Наверное, это и есть подлинная художественная достоверность. У каждого героя свое отношение к необычной, страшной ситуации, каждый по-своему прав. Писатель заставляет вглядеться в каждое лицо. Вот он задерживает свое внимание на Фролове: еще и еще раз. Здесь Фадеев остался верен самому себе: он обязан показать героическое в человеке, даже если оно, казалось бы, навсегда утратило свои жизненные силы. А героическое, по Фадееву, и есть выход к добру, человечности, к пониманию. Нелепость «цепляний за жизнь» Фролова «давила всех, как могильная плита». И вдруг в минуты ясного, осознанного и неизбежного приближения смерти в Фролове «появилось человеческое выражение». И уже не Левинсон, не Сташинский главные действующие лица этой трагедии, а именно он, Фролов. Смерть его не менее героична, чем гибель Морозки. Последние слова и действия Фролова — слова и действия участника героической истории. Он спокоен, мудр, решителен. Его мысли не только о своей смерти, но и будущем семьи, сына.

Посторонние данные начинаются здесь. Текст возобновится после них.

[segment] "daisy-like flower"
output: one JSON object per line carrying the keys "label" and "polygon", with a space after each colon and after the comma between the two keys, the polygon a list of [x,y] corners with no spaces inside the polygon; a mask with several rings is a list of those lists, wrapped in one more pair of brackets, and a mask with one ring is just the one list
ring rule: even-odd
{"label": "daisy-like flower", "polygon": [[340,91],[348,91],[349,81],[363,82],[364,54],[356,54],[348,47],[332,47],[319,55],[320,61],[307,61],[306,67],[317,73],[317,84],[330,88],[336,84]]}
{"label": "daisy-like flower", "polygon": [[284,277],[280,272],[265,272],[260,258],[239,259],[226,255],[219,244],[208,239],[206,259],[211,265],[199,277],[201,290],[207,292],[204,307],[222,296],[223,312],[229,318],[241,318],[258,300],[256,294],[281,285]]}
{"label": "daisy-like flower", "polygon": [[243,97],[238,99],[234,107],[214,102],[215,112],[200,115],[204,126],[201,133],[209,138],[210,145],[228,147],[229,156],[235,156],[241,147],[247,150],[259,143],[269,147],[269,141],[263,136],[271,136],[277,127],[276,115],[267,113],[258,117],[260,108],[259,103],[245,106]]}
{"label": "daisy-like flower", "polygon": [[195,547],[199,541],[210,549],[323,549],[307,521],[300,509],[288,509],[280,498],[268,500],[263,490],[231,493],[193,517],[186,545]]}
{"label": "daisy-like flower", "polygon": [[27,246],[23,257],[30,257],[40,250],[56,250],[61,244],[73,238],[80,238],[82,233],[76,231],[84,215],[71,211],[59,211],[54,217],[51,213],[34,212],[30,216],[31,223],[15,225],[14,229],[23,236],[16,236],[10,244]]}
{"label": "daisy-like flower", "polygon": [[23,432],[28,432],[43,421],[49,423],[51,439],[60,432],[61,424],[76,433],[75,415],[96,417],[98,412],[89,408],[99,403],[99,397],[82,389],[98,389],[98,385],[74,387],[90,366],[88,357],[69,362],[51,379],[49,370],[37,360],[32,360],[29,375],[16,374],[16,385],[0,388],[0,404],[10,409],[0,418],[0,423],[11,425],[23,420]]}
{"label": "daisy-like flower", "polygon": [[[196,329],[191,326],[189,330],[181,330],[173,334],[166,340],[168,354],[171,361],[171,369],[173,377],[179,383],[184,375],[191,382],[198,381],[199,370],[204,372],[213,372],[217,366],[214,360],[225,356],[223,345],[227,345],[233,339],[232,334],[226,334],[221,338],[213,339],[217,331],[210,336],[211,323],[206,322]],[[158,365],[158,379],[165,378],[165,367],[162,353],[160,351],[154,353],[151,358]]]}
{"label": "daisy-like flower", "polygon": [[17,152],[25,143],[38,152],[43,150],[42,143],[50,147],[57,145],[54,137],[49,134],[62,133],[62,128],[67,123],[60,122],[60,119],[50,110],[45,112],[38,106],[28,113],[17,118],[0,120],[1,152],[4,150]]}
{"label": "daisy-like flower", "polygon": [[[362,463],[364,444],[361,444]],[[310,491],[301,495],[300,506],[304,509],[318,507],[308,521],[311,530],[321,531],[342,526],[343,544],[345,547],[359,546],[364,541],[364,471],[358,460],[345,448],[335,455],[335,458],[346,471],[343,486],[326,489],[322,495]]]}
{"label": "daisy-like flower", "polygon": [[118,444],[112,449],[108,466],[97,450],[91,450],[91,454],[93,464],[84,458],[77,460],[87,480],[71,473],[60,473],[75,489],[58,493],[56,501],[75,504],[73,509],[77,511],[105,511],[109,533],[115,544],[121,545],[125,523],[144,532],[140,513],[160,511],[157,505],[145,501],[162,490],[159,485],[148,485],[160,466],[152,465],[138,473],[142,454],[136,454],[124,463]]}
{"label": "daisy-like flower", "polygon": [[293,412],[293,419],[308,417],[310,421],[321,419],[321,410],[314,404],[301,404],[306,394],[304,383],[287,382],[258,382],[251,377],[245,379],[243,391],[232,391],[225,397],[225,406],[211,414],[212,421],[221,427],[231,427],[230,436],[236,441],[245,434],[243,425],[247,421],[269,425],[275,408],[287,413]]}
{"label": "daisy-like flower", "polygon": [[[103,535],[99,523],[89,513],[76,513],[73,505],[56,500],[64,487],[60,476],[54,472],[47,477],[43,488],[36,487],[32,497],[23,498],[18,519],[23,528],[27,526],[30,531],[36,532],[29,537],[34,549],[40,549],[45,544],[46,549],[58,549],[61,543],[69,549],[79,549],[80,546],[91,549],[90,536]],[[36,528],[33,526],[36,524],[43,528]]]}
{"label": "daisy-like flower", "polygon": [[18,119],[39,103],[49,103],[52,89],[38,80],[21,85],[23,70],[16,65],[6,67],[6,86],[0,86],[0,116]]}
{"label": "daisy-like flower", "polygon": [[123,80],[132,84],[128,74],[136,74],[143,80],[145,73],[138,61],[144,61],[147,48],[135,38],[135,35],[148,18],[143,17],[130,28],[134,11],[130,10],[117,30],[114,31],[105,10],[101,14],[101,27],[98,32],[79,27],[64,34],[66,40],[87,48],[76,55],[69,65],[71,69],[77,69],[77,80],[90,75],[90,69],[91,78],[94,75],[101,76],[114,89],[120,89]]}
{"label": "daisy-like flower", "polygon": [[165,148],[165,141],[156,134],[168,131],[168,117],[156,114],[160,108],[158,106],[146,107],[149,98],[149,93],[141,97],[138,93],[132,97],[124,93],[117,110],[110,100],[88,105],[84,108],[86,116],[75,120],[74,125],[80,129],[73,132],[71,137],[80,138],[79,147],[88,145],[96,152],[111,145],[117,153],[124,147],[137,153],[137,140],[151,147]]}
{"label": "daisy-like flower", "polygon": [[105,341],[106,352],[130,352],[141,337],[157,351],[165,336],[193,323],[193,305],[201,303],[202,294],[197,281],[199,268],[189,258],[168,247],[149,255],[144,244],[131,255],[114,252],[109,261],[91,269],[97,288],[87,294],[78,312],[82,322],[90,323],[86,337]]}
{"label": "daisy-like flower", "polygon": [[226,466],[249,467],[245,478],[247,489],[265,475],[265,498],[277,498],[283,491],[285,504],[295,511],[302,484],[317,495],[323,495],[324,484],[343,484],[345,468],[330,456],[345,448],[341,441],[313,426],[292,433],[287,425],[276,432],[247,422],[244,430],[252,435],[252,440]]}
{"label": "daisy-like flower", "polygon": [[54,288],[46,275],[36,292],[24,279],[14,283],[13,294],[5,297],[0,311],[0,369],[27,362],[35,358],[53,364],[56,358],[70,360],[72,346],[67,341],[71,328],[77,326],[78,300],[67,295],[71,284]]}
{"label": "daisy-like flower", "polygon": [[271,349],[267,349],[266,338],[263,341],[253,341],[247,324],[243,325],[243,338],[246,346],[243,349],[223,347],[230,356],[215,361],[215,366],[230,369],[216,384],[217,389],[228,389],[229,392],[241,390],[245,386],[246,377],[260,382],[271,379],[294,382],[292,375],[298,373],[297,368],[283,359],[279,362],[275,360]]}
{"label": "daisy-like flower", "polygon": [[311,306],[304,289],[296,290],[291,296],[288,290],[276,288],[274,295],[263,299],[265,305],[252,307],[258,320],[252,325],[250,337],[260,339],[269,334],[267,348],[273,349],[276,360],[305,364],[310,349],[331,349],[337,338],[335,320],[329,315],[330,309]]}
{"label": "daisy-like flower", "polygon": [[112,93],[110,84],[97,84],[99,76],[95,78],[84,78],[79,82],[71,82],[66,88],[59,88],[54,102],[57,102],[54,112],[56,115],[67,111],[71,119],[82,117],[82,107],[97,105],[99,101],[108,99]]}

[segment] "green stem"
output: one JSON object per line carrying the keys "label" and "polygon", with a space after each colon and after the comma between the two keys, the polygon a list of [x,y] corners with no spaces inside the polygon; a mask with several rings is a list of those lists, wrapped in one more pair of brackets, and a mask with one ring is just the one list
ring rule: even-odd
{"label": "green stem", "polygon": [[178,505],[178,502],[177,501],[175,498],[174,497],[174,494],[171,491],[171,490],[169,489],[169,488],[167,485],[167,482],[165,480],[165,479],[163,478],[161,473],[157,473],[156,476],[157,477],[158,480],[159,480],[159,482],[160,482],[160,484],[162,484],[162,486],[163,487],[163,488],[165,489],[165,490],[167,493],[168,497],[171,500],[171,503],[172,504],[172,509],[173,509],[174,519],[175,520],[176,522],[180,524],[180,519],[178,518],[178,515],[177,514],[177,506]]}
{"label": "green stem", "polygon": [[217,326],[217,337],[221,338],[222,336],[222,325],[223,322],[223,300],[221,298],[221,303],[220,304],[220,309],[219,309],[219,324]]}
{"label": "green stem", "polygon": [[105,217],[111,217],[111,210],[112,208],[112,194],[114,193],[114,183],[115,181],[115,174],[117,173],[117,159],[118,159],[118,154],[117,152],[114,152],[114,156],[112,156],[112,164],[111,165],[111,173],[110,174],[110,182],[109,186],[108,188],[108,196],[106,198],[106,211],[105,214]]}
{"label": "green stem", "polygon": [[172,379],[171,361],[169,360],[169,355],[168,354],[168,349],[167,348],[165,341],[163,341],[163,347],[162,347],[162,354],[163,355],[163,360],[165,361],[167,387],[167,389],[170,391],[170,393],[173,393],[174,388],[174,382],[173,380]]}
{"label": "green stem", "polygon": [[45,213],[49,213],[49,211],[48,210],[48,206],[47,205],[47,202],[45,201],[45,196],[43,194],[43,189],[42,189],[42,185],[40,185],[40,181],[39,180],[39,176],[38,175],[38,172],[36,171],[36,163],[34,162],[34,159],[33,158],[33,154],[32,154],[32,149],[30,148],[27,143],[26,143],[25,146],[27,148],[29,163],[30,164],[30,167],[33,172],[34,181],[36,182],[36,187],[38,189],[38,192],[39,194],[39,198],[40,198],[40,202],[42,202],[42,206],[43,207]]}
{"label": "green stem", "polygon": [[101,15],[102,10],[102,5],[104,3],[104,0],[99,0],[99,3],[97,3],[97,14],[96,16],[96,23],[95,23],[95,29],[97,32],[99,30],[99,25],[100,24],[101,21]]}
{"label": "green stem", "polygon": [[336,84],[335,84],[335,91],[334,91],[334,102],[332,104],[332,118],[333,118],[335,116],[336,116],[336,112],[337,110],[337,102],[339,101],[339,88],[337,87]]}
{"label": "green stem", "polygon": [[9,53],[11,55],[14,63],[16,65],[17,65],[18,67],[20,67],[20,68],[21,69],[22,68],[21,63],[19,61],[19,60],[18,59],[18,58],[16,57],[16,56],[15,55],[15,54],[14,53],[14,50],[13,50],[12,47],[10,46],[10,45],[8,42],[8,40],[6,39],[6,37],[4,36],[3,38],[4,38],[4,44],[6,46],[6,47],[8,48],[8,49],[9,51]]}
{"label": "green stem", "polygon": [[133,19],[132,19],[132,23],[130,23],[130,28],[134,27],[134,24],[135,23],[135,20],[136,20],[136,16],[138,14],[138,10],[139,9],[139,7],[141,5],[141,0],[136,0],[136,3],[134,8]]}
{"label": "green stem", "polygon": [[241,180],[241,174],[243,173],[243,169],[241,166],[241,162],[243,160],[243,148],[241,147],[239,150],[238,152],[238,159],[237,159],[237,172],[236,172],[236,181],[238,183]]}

«Случится, будешь на Сучане, — говорил он врачу Сташинскому, — передай, чтоб не больно уж там… убивались… Все к этому месту придут… да… Все придут, — повторил он с таким выражением, точно мысль о неизбежности смерти людей еще не была ему совсем ясна и доказана, но она была именно той мыслью, которая лишила личную — его, Фролова, — смерть ее особенного, отдельного страшного смысла и делала ее — эту смерть — чем-то обыкновенным, свойственным всем людям. Немного подумав, он сказал: — Сынишка там у меня есть на руднике… Федей звать… Об нем чтоб вспомнили, когда обернется все, — помочь там чем или как…»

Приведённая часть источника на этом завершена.